One week later, March 27, it was transferred to
Donaldsonville, and on the 31st started with Grover's Division
up Bayou Lafourche, proceeding to Thibodeau, which place was
reached April 2. Two days later it entrained at Terre
Bonne for Bayou Boeuf whence, on April 9, it marched to
Brashear City. Here, two days later, it took steamer for
Indian Bend on the westerly shore of Grand Lake in an effort
to cut off a Confederate force at Fort Bisland. After the
battle at Indian Ridge, in which the 52d did not participate,
and the escape of the enemy northward, the 52d joined in the
pursuit to New Iberia. Four companies were left here to do
guard duty, while the remainder proceeded on past Opelousas to
Barre's Landing on Bayou Courtableau. Here they remained
until the 21st of May, collecting and guarding supplies and
loading and unloading boats at the landing. On the l9th the
companies left at New Iberia arrived, and on the 21st the
regiment commenced its return march via St. Martinsville to
Brashear City, reaching its destination May 26.

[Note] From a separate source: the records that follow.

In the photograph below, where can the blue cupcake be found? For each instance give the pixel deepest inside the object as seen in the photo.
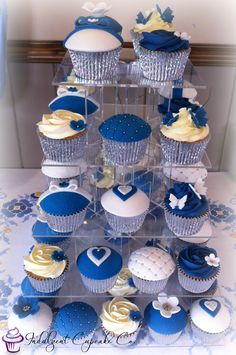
(99, 268)
(186, 208)
(125, 138)
(198, 268)
(76, 321)
(64, 206)
(165, 318)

On the 28th the regiment was transported by rail to
Algiers, directly opposite New Orleans, whence it was
transferred by steamer to Springfield Landing just above Baton
Rouge. This place was reached May 30, and thence the regiment
marched to join its brigade before Port Hudson.
After a short expedition to Clinton, June 5 to 8, to
disperse a force of Confederates there, the regiment returned
to its place on the Port Hudson front and participated in the
assault of June 14, losing three men killed and seven wounded,
Captain Bliss mortally.
On the 20th, while guarding a train of wagons near
Jackson's Cross Roads, it was attacked by the enemy. The enemy
was repulsed, but many of the wagons were lost through the
stampeding of the mules. Returning that night to the front at
Port Hudson, the regiment remained there until the surrender of
that place, July 9.
The term of service of the regiment now having expired,
on July 23 it boarded the steamer CHOUTEAU bound for Cairo,
Ill. Arriving at this place July 30, on the same afternoon it
entrained for home. Reaching Greenfield, Mass., Aug. 3, the
men were furloughed until the 14th when they reassembled at
the same place and were mustered out of the service.